The path to personalized immunotherapy
Current therapeutics have so far yielded limited success against PDAC, and it is expected to become the second leading cause of global cancer-related mortality in the near future1. “A pressing issue is that there’s currently no reliable way to determine if a particular chemotherapy regimen will be effective for a particular patient,” shares Dr. Carstens. “Moreover, due to the aggressive nature of this cancer, patients often don’t have the option of an initial treatment failing.”

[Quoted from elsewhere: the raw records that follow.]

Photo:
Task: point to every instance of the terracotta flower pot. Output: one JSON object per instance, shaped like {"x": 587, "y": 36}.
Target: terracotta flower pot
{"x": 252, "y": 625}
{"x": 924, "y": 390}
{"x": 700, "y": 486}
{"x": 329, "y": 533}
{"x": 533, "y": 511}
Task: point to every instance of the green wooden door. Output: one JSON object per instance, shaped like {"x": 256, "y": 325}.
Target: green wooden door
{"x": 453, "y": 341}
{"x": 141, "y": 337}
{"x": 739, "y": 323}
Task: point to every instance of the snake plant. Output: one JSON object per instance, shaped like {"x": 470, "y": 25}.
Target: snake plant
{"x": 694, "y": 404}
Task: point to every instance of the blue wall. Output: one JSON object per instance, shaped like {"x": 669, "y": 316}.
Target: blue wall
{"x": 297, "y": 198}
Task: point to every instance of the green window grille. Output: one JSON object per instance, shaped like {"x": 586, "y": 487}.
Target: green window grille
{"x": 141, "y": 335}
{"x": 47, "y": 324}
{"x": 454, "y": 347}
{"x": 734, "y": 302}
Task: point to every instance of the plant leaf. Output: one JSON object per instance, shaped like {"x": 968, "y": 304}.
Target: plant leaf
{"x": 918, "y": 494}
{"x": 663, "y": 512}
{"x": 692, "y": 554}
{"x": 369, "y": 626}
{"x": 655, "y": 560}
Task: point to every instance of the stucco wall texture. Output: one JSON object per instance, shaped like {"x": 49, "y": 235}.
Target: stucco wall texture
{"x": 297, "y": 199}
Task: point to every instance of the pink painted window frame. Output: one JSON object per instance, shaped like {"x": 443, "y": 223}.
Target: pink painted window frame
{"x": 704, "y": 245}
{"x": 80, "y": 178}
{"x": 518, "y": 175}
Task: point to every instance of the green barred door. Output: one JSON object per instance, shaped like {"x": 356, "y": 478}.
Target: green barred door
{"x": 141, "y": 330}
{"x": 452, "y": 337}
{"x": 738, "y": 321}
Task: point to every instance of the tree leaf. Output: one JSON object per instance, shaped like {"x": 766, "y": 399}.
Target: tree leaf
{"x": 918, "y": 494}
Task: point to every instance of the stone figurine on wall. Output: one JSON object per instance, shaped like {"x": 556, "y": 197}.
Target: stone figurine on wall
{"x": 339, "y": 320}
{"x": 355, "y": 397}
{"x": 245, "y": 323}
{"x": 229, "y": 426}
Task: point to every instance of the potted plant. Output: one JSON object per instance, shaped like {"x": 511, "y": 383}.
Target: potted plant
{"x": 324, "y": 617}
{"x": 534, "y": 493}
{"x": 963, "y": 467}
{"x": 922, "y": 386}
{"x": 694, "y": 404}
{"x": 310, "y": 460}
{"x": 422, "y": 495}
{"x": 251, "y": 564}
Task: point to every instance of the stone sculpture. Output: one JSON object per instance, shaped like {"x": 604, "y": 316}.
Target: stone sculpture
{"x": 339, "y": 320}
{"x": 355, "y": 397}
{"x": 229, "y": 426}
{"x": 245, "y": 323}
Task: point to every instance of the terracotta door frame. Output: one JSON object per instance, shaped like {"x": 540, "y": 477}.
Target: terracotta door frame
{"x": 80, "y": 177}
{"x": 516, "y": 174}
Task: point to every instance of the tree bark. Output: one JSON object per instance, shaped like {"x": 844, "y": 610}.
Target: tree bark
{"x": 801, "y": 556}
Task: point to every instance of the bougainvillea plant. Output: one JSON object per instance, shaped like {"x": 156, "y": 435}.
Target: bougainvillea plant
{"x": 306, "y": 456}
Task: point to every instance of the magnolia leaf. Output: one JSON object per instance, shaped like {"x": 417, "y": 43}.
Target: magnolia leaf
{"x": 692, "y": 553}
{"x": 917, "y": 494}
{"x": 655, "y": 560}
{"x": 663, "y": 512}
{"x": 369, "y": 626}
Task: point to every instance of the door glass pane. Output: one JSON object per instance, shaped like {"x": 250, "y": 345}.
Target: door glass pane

This challenge is prompting ongoing efforts to define biomarkers that could aid patient stratification and tailor treatment selection to individual patients. “There is huge potential in understanding the biology of pancreatic cancer in a way where we could stratify patients for current chemotherapies and give them the best treatment the first time round,” she says. “Understanding the heterogeneity and the function of the microenvironment will be essential to these efforts.”
Looking ahead, Dr. Carstens is optimistic about the future of this research. “I think with the current level of support and momentum, coupled with technological breakthroughs and continuous improvements in model systems, we’re going to start to really understand PDAC biology, appreciate its complexity, and then reduce it down into something we can translate to the clinic. That's what I'm most excited about, and what our lab is focused on achieving,” she concludes.
References
Rahib L, et al., Projecting cancer incidence and deaths to 2030: The unexpected burden of thyroid, liver, and pancreas cancers in the United States. Cancer Res (2014).